The dairy industry has vowed to clean up its act after 69 per cent of farms visited by the Labour Inspectorate were in breach of employment laws.
A total of 44 farms nationwide were put under scrutiny between December 2013 and early April 2014. Of these, 31 were found to be in breach of minimum employment rights, including the only one visited in the Bay of Plenty.
Central region manager Kris Metcalf said the level of non-compliance was disappointing, with most of the breaches relating to insufficient time and wage records.
There were no holiday and leave records in place at a farm in Rotorua and an enforceable undertaking was issued, which the farm complied with.
In another region, $6000 was recovered for an employee from a farmer who breached the Minimum Wage Act.
Several cases were still open with the possibility of more serious enforcement action pending, Mr Metcalf said.
A total of 22 enforceable undertakings and one improvement notice had been handed out during the blitz.
Dairy NZ people team leader Jan Muir said a lack of knowledge about required obligations might have contributed to the high level of non-compliance.

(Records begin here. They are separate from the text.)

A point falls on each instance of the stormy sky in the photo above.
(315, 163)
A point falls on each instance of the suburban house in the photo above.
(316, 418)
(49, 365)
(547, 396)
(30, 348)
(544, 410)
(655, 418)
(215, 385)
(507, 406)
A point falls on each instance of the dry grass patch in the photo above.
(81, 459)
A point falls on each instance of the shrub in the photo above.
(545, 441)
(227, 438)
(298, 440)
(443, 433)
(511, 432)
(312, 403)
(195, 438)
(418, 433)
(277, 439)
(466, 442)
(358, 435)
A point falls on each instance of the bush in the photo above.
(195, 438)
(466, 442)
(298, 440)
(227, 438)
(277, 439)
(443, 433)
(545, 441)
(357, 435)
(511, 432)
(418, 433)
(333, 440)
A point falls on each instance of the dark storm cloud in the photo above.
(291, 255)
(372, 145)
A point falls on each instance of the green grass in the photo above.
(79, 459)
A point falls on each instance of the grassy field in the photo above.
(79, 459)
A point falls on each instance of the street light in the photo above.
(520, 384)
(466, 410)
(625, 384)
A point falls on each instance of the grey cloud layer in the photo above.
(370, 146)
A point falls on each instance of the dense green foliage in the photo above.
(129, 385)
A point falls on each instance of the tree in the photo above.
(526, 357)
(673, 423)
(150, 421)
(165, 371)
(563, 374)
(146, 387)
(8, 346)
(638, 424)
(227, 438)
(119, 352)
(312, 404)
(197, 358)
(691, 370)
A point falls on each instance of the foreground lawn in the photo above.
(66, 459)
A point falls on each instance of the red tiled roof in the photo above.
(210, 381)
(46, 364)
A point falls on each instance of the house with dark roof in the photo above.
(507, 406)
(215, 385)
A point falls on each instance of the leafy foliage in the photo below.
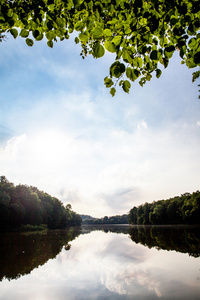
(24, 205)
(88, 220)
(178, 210)
(143, 35)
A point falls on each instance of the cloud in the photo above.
(109, 173)
(69, 137)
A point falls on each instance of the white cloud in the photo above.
(107, 174)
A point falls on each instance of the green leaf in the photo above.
(29, 42)
(97, 32)
(14, 32)
(117, 69)
(154, 55)
(39, 37)
(126, 86)
(35, 33)
(126, 56)
(112, 91)
(108, 82)
(107, 32)
(158, 73)
(170, 48)
(83, 37)
(109, 46)
(98, 50)
(140, 62)
(50, 44)
(117, 40)
(195, 75)
(76, 40)
(10, 13)
(50, 35)
(24, 33)
(197, 58)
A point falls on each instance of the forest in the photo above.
(23, 205)
(88, 220)
(184, 209)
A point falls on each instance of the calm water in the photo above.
(101, 263)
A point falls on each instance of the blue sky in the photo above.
(61, 130)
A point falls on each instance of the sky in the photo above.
(61, 130)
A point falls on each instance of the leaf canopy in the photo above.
(142, 34)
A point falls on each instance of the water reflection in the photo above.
(113, 263)
(20, 253)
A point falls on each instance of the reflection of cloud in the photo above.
(122, 283)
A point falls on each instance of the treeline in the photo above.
(88, 220)
(21, 205)
(184, 209)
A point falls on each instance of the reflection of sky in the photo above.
(109, 266)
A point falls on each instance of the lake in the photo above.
(102, 262)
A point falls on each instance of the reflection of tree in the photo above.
(21, 253)
(106, 228)
(181, 239)
(185, 239)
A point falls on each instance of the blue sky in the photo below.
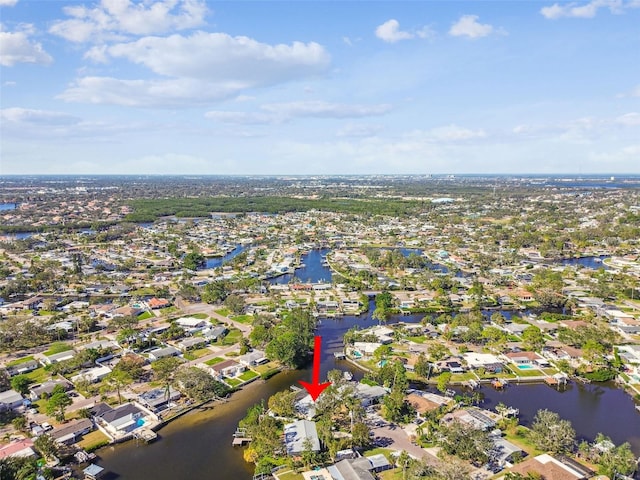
(313, 87)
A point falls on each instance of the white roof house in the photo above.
(296, 433)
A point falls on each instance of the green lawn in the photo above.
(248, 375)
(18, 361)
(213, 361)
(39, 375)
(195, 354)
(58, 347)
(93, 440)
(232, 337)
(530, 372)
(246, 319)
(290, 475)
(232, 382)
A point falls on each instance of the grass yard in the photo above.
(18, 361)
(195, 354)
(290, 475)
(39, 375)
(232, 337)
(213, 361)
(232, 382)
(93, 440)
(248, 375)
(246, 319)
(58, 347)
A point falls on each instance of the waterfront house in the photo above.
(553, 468)
(159, 353)
(526, 358)
(228, 368)
(72, 431)
(352, 469)
(256, 357)
(157, 399)
(121, 420)
(45, 388)
(191, 342)
(157, 303)
(10, 400)
(92, 375)
(369, 394)
(473, 417)
(296, 434)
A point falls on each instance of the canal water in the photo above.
(198, 445)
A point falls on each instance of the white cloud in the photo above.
(285, 112)
(449, 133)
(586, 10)
(114, 18)
(146, 93)
(325, 109)
(359, 130)
(629, 119)
(16, 47)
(197, 69)
(36, 117)
(239, 62)
(390, 32)
(468, 26)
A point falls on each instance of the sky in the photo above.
(319, 87)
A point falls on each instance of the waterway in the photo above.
(198, 445)
(215, 262)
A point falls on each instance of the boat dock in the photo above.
(145, 434)
(240, 437)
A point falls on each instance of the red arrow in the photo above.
(315, 388)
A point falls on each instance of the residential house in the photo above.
(157, 303)
(212, 334)
(356, 469)
(553, 468)
(253, 358)
(72, 431)
(92, 375)
(10, 400)
(123, 419)
(157, 399)
(228, 368)
(19, 449)
(526, 358)
(37, 391)
(58, 357)
(473, 417)
(163, 352)
(24, 367)
(296, 435)
(191, 342)
(369, 394)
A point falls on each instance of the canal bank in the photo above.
(198, 445)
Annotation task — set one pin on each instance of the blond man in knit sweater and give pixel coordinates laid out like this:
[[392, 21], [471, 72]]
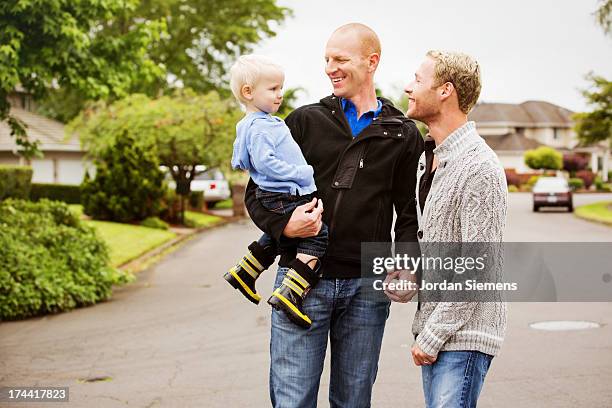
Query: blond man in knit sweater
[[455, 341]]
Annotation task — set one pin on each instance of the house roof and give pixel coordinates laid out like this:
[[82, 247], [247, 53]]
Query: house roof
[[511, 142], [49, 132], [526, 114]]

"Many farmers grew up with seasonal averaging and not keeping timesheets. But now the industry needs to understand seasonal averaging is not acceptable and that timesheets need to be kept because the nature of dairy farming is different hours depending on the season and the weather to name just two. Once people start keeping timesheets, they usually find the process comes with a lot of benefits as it creates good conversations between employer and employee."
Dairy NZ was trying to promote dairy farming as a great industry to work in for all people on the farm and progress was being made, she said.
"We need to change with the times and this means creating jobs with excellent work and life balance where people are paid fair wages for doing an effective job. Putting in place good farm systems can help people reduce the number of hours worked for the same outcome."
Dairy NZ strategy and investment leader for people and business Mark Paine said the dairy industry agreed the situation was critical and needed addressing. It was holding a joint expo at its forum today in Hamilton with MBIE and Federated Farmers to discuss the issue.
The workshop was designed to clarify what farmers need to be doing as an employer and why, in relation to hot topics such as timesheets, minimum wage and health and safety.
There were also resources and support available for farmers through Dairy NZ's website, Federated Farmers, IRD and MBIE.